Parliamentary Secretary for Health and Transport Muhammad Faishal Ibrahim observed measures put in place, in preparation for a return of the haze, at NTUC Eldercare's Silver Circle centre in Dakota on Thursday.
He said he was "reassured" by what he had seen and sought to assure Singaporeans that the Government has plans in place to take care of the elderly, frail and others.
The Silver Circle centre has been taking its own action since PSI levels began climbing last month.
Its staff have introduced more portable fans and ensured their day-care clients - around 40 in total - are kept hydrated every two hours. Seniors have also been taking part in more passive activities such as sit-down group games to protect them from over-exertion. When the haze hit hazardous levels, the staff closed windows and took seniors into air-conditioned rooms for refuge.
"A few seniors I spoke to actually could continue their activities even when the level was high. This shows how we, as a society, can adapt to situations that affect our country," said Dr Faishal.
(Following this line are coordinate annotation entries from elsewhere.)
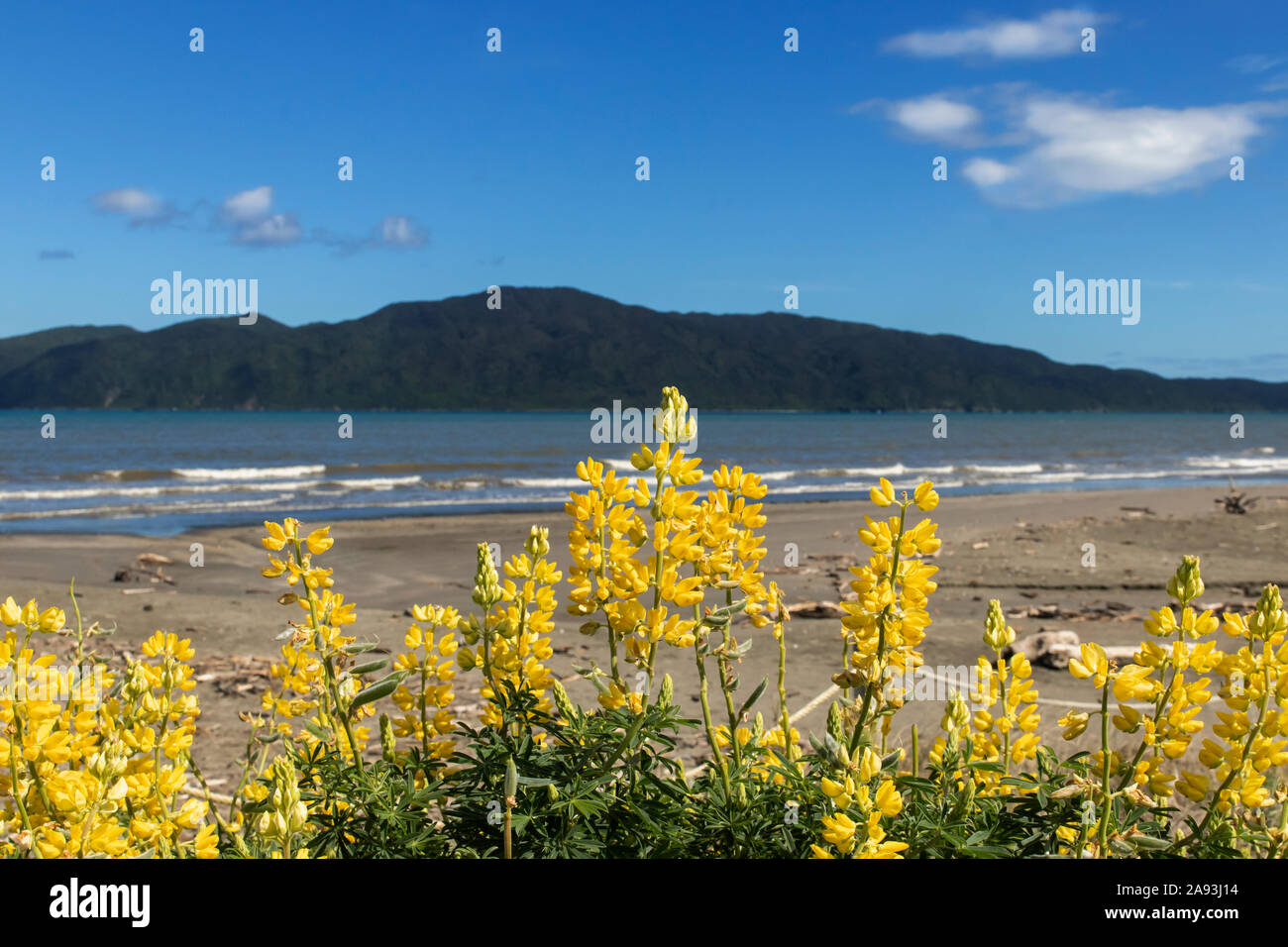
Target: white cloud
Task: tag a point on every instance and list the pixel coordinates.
(271, 231)
(136, 204)
(400, 231)
(1064, 149)
(988, 172)
(934, 116)
(1057, 33)
(248, 206)
(1254, 62)
(1094, 150)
He praised the close cooperation between the Health Ministry, the Agency for Integrated Care and care centres in shielding the elderly from the worst effects.
"I'd like to encourage us to move in this direction, in looking - in pandemics or crises that we are going to face - to see how (government agencies and people) can work together."
The staff at the Silver Circle centre reported that a few seniors had complained of headaches and watery eyes, while two were sent to hospital as a precaution when they developed chest pains.
But others brushed off concerns about the haze.
Mr Tan Kim Neo, 75, said in Mandarin: "At first I felt a little unwell, but then it went away."
Another day-care client, Mr Tan Chwee Kee, 88, added: "I don't bother about the haze. It didn't bother me at all."
NTUC Eldercare manager Caymania Low said: "(The haze) caught us unawares but we are prepared, and if it comes back again we are better placed to handle it."
Elsewhere, hospitals have begun introducing contingency plans should the haze worsen again. These include measures to divert staff to handle a surge in patients.
The Education Ministry has said that primary and secondary schools may close if the Pollutant Standards Index reaches hazardous levels again.